What if marketing had a black box? What if marketers ran campaigns as pilots fly planes? We would learn a lot, and our mission-directed behaviours would be seriously exposed. Whilst we would crash a lot, would we learn a lot?
Marketers should actively look for data on their errors so they can drive improvements. Image: Shutterstock
In a knowledge-rich world, progress does not lie in the direction of reading information faster, writing it faster, and storing more of it. Progress lies in the direction of extracting and exploiting the patterns of the world… And that progress will depend on … our ability to devise better and more powerful thinking programs for man and machine.’
Herbert Simon, ‘Designing Organizations for an Information-rich World’, 1969.
One of the best accounts of the Middle Eastern part of the Silk Road is that by Ruy Gonzalez de Clavijo (d. 1412), who was sent as ambassador to Tamerlane by King Henry III of Castile and Leon in Spain. In his multiple audiences with the barbarian conqueror, never once did the taciturn Tamerlane look for praise. He inquired about his deficiencies. The Castilian delegates were asked to study the supply chain of the Chagatai Mongols end-to-end and suggest improvements.
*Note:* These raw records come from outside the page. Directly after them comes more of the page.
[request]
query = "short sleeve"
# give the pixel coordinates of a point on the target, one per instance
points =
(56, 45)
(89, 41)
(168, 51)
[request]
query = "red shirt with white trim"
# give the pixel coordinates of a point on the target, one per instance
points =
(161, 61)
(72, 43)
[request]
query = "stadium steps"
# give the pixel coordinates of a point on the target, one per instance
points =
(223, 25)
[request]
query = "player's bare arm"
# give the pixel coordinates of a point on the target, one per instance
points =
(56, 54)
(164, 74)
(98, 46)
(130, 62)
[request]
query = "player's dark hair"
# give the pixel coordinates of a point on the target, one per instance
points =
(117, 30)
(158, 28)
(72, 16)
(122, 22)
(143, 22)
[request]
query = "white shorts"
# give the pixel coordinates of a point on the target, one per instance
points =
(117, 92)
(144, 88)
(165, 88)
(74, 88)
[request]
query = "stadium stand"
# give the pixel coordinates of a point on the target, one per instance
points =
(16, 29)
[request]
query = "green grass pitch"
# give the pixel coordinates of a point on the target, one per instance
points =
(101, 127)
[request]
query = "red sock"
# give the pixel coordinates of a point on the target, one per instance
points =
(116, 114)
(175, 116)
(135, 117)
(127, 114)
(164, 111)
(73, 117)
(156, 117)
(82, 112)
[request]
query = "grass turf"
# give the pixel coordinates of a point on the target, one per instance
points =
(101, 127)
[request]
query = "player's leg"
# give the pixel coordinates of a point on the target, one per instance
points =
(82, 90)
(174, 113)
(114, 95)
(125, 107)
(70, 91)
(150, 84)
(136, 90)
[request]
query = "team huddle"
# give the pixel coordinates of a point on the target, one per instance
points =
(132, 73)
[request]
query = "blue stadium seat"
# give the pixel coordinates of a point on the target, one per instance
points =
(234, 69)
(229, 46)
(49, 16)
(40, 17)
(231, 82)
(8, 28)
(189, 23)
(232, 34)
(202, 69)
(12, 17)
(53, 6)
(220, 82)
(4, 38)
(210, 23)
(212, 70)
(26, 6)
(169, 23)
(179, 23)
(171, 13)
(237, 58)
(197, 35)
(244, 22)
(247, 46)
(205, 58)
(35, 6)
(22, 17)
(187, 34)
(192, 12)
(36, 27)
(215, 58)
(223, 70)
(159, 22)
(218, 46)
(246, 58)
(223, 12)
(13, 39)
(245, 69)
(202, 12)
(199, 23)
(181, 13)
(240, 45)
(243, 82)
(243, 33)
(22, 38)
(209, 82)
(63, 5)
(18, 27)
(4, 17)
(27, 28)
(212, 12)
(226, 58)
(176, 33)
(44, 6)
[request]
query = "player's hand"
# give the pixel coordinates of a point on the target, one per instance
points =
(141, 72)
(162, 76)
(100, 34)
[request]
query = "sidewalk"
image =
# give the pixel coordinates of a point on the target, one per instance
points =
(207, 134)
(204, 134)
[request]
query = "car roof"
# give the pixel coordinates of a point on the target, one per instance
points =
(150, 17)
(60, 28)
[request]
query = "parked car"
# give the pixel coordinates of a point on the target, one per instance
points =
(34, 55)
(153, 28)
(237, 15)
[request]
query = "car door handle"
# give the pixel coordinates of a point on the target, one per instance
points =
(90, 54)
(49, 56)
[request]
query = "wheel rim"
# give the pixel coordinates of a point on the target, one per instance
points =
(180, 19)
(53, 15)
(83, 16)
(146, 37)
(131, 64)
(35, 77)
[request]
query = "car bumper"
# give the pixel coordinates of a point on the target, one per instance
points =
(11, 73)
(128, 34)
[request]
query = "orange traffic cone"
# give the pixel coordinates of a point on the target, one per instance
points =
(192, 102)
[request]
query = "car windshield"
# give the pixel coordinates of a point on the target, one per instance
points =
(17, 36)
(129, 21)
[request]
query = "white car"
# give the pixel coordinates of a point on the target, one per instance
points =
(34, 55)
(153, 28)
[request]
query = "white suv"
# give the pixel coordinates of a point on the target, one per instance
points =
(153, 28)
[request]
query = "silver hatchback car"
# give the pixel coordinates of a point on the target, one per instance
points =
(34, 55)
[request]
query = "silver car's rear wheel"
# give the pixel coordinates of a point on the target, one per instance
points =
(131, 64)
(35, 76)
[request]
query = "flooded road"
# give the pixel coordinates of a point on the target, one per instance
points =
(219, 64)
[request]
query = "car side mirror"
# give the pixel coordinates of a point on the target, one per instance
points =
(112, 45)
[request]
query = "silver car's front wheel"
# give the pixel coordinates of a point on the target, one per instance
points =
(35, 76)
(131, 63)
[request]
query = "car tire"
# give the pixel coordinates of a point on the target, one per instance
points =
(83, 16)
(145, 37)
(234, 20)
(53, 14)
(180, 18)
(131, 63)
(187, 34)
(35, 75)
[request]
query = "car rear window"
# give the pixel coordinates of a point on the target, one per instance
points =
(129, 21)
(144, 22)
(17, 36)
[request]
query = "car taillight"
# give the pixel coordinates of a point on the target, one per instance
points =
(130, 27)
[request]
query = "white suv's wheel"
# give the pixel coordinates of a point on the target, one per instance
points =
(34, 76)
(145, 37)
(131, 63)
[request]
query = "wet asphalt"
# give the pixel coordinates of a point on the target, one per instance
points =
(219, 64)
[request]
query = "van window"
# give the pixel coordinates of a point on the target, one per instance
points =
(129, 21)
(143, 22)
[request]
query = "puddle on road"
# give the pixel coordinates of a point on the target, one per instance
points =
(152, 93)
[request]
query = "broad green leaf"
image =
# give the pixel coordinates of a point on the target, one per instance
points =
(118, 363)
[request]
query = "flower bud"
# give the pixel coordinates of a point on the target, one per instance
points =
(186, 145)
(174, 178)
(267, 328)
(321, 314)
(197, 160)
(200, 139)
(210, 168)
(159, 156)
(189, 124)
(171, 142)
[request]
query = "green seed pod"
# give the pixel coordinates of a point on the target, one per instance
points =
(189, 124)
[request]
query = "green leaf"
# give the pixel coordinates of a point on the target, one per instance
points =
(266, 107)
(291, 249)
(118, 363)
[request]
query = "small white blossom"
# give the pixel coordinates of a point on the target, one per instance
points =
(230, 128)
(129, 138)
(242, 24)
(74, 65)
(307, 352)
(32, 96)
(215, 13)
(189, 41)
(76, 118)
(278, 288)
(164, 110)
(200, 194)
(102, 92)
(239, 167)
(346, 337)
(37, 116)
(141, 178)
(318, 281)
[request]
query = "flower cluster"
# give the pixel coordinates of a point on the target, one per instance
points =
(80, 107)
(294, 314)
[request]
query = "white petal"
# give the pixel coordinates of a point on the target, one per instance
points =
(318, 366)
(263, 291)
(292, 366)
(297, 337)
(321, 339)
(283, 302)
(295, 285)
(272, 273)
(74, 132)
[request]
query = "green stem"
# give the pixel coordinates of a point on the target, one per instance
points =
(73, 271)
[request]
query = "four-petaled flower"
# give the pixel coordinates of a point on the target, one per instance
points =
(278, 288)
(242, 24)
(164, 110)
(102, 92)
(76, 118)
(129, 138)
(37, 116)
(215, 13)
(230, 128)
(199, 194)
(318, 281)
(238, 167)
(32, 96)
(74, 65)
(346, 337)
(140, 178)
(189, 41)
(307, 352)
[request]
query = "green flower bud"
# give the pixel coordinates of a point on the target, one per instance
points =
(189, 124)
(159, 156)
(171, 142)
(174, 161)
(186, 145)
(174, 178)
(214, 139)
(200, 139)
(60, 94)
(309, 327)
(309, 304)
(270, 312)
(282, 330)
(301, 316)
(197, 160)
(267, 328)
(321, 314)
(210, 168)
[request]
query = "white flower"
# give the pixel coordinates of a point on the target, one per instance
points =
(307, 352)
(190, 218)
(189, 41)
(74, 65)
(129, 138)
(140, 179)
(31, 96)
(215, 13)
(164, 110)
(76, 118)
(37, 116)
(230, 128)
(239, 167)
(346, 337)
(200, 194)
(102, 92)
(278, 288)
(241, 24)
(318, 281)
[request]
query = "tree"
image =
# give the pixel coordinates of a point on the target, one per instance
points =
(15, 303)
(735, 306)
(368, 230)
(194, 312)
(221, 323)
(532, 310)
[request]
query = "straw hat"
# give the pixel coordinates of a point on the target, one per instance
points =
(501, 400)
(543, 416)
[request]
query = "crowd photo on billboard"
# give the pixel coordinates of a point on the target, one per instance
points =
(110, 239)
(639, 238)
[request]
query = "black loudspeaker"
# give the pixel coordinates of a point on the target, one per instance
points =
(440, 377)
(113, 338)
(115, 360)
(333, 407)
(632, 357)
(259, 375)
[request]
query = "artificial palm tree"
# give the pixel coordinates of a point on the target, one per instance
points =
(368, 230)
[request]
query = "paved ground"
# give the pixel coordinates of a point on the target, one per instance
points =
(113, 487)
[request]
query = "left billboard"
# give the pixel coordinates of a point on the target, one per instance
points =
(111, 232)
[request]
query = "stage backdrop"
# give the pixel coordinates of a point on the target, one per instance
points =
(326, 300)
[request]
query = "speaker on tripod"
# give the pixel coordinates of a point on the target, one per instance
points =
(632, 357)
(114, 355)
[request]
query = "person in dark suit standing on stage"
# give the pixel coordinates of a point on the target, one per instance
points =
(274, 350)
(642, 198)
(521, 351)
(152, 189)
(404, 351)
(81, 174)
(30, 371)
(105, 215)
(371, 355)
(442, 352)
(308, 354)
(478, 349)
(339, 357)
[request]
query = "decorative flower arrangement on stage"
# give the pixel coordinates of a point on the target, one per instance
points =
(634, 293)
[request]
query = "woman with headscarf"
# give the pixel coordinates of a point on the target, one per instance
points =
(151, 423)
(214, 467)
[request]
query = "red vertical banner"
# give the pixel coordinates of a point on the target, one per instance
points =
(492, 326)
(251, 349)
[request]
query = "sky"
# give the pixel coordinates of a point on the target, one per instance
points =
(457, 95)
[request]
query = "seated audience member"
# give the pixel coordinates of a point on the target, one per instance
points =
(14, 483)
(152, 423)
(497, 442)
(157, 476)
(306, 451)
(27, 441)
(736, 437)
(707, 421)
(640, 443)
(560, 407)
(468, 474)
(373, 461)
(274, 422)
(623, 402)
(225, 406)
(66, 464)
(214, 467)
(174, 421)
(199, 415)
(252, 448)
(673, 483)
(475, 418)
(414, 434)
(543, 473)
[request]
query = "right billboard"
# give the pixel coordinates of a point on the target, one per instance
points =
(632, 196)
Napoleon Bonaparte rarely held a council of war but always had volumes of details written on post facto battle evaluations. What was done wrong? Why and how to prevent the recurrence of any mistakes? So detailed was his grasp of past events that when, in exile after Waterloo, he wrote his memoir—The Memorial of Saint Helena—it transformed him from a bloody-minded despot to a fair-minded constitutionalist who had saved the Revolution and liberated Europe’s peoples. Published in 1823, the memorial rocketed to the top of the century’s list of bestsellers. In it, he wrote at length about his losses and faulty assumptions.